SA node fibers have:
a less neg RMP > fast sodium channels blocked from opening
longer waiting period before depolarization caused by leaky Na and Ca ions
> slower AP overall
what causes self excitation of the SA node?
a high concentration of sodium in the ECF encourages sodium to leak inside the cell through inward “funny” channels, down its concentration gradient (ca also slowly influxing)

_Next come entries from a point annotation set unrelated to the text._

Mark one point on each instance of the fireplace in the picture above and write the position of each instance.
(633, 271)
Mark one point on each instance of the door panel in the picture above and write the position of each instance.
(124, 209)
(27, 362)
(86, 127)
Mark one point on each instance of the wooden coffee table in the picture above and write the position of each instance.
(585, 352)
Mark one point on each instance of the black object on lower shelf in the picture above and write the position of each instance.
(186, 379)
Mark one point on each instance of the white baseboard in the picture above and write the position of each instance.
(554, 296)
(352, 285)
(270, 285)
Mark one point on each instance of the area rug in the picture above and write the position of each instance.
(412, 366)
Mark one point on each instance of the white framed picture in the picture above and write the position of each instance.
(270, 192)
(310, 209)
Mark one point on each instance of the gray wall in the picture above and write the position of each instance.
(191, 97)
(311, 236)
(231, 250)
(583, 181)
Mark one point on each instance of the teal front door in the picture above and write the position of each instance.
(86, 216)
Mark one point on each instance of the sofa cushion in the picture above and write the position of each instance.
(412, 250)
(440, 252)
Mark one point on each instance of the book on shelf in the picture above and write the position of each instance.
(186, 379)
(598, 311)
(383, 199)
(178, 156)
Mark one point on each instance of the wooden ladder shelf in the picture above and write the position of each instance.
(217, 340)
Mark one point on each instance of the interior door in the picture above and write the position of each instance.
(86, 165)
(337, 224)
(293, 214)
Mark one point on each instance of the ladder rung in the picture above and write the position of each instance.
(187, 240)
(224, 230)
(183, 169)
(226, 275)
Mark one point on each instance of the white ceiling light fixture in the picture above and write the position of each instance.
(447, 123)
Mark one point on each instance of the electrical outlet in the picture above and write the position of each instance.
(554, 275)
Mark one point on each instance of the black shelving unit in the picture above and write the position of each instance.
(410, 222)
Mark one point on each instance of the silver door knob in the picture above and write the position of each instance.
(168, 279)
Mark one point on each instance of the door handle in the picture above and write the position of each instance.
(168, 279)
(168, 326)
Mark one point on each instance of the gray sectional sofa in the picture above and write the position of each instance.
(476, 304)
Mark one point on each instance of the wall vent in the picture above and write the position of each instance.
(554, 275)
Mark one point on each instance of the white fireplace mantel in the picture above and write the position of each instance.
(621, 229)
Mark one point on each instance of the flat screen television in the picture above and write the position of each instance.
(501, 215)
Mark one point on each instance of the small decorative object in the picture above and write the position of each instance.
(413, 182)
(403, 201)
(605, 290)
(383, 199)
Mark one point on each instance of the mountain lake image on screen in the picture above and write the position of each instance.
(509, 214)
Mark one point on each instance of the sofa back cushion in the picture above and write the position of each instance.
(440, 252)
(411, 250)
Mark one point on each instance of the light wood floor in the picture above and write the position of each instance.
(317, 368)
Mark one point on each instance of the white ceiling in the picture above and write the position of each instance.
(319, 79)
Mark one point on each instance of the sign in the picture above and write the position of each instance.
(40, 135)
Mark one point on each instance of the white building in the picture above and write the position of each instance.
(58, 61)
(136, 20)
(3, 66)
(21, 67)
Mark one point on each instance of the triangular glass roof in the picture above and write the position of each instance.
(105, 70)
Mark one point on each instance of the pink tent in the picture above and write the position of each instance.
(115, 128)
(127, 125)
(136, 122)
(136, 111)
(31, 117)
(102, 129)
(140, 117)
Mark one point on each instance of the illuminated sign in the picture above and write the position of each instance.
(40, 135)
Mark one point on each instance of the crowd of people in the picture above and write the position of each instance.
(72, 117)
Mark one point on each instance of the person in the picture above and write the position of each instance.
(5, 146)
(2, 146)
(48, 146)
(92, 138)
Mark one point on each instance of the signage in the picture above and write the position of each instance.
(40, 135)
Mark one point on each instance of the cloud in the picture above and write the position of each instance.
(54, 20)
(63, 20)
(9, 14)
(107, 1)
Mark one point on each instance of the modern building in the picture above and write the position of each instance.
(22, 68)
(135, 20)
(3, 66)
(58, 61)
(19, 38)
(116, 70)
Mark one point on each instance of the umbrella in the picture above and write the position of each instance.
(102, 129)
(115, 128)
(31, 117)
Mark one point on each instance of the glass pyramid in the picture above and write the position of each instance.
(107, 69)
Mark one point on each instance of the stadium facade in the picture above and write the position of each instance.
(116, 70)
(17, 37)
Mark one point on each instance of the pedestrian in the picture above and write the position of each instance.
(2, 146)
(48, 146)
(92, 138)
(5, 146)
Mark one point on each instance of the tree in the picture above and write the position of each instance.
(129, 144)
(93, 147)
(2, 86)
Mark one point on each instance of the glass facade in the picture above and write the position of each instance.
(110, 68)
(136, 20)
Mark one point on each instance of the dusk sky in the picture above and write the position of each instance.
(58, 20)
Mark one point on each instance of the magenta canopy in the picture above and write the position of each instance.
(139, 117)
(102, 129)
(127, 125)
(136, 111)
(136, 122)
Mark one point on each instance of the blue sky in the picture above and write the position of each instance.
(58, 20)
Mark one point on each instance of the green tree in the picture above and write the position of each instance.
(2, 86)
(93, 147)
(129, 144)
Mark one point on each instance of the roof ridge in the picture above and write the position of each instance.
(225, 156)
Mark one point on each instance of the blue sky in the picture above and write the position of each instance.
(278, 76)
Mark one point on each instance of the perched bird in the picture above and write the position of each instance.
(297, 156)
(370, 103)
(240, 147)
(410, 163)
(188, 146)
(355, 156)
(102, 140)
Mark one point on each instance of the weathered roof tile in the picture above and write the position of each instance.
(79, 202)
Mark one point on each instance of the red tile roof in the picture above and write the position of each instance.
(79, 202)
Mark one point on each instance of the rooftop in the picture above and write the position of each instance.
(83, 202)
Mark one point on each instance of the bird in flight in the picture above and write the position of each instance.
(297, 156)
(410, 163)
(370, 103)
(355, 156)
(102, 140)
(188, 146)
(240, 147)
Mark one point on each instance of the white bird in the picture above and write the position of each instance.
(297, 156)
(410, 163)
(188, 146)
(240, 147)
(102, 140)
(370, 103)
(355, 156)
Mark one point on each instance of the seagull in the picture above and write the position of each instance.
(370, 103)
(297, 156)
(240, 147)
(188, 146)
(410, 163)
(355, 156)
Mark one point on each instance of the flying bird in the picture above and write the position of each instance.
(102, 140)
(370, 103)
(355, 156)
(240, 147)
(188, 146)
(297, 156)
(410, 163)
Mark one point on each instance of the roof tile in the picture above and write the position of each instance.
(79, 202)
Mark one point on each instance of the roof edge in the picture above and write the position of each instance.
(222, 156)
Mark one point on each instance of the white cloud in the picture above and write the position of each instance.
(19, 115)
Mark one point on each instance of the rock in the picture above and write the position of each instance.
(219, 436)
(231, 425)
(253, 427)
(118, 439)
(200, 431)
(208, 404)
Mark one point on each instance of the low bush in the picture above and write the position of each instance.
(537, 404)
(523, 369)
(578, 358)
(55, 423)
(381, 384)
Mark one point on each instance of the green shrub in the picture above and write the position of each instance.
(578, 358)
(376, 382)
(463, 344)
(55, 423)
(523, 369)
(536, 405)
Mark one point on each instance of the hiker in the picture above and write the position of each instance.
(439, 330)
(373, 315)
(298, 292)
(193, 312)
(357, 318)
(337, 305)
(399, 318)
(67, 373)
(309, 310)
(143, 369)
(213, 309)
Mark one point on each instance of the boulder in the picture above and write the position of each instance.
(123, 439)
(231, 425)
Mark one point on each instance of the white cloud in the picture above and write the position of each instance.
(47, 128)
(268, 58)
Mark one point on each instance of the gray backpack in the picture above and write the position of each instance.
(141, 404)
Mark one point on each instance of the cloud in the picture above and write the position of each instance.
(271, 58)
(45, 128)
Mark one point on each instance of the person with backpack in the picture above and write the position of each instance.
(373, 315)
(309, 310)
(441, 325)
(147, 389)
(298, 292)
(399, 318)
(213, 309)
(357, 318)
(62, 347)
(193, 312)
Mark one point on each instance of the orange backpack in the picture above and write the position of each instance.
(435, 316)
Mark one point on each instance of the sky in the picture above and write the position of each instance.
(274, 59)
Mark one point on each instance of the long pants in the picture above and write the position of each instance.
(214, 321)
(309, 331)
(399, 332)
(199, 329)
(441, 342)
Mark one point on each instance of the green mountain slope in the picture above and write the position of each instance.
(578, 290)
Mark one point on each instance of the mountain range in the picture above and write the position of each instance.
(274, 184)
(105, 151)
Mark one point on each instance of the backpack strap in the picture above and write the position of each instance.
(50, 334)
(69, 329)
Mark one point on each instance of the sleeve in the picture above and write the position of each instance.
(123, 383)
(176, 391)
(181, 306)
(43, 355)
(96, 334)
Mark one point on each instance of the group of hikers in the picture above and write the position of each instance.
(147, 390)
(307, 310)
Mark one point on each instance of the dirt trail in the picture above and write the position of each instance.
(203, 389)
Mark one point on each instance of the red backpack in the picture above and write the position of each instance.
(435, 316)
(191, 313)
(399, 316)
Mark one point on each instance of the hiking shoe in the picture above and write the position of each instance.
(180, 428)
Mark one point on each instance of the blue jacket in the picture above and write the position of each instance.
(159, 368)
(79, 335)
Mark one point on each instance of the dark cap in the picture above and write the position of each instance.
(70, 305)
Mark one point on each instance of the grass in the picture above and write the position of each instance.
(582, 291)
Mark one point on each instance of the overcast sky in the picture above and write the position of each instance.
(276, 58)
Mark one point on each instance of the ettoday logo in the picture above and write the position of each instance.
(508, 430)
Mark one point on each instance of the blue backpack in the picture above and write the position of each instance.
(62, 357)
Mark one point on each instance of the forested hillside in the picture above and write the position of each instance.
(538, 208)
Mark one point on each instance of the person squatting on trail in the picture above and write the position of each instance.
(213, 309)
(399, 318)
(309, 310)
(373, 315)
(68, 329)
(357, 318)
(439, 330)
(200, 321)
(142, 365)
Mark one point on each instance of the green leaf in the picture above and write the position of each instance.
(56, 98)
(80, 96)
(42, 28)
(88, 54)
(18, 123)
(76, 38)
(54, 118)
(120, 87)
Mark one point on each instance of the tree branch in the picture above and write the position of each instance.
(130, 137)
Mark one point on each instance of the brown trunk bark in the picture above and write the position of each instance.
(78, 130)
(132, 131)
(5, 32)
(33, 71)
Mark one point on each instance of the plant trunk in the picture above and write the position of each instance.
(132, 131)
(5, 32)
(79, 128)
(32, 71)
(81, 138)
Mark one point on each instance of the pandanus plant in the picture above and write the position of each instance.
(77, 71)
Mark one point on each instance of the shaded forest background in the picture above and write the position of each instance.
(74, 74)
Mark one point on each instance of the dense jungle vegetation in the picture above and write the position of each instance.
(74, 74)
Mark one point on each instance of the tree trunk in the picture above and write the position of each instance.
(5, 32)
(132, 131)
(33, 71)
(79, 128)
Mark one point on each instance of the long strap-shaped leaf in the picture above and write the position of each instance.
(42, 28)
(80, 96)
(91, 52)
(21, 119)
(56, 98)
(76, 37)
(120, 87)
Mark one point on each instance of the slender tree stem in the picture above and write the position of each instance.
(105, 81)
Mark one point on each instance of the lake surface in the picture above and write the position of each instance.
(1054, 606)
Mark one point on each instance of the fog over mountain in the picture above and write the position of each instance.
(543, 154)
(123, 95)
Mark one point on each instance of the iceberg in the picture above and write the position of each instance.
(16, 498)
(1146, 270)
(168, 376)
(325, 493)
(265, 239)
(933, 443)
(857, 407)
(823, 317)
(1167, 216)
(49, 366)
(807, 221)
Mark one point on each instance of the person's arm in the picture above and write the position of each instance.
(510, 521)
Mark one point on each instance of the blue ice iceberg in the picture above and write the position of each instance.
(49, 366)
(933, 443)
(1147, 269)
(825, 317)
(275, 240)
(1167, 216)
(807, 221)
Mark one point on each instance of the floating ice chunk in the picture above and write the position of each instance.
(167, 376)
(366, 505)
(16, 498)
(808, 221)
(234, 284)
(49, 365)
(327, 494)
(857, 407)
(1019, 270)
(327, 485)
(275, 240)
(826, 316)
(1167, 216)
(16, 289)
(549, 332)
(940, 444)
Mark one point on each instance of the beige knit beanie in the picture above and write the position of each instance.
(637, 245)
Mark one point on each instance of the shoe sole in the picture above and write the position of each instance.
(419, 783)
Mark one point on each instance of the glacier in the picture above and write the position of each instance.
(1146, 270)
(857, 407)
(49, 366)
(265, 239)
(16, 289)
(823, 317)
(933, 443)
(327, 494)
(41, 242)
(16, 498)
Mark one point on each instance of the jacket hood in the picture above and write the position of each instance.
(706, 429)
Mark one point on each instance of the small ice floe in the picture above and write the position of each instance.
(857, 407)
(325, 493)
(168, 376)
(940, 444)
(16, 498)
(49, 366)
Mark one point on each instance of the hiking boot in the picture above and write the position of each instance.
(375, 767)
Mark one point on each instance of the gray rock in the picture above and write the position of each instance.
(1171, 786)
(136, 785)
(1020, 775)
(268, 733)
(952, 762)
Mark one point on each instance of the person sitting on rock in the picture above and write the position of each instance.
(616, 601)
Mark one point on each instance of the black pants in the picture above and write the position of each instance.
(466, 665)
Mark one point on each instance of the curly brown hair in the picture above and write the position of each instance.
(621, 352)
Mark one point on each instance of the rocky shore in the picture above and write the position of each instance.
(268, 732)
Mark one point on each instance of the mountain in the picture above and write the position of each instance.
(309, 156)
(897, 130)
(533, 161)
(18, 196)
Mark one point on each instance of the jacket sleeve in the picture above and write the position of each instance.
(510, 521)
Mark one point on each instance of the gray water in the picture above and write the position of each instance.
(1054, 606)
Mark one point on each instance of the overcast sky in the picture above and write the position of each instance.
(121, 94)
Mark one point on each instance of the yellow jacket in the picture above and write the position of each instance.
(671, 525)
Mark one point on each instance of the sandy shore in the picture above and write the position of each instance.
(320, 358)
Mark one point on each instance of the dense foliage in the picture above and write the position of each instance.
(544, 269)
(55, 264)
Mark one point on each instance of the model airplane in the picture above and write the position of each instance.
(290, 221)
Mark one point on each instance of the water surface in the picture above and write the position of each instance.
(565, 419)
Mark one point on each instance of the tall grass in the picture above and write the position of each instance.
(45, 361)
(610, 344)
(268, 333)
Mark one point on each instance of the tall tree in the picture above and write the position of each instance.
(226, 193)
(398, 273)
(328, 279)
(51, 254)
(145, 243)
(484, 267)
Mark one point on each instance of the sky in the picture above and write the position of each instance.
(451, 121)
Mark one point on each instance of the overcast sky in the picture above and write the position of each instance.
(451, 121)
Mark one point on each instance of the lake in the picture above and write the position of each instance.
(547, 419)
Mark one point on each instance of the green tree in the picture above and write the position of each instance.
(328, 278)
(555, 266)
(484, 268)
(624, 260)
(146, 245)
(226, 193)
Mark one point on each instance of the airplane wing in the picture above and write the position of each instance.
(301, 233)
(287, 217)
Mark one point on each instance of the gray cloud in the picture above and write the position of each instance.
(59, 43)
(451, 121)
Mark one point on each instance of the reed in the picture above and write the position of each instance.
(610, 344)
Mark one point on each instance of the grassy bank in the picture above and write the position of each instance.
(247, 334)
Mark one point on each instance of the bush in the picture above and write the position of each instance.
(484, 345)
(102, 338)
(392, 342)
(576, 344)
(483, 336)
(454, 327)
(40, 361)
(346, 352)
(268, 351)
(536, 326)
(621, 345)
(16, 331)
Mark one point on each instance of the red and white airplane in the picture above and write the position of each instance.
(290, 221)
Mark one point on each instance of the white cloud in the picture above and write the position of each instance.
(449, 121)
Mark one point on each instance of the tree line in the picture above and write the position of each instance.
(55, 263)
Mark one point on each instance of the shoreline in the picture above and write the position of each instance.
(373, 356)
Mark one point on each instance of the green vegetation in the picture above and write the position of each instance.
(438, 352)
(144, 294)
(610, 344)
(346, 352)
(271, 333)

b/w heartbeats, influx of Na ions > slow rise in resting MP
once MP reaches -40 mV (orig -60), L type ca channels open > trigger AP
where is the AV node located?
posterior wall of RA behind tricuspid valve
how do purkinje fibers compare to ventricular muscle fibers?
larger and therefore transmit AP faster
where are the purkinje fibers located? what is their purpose?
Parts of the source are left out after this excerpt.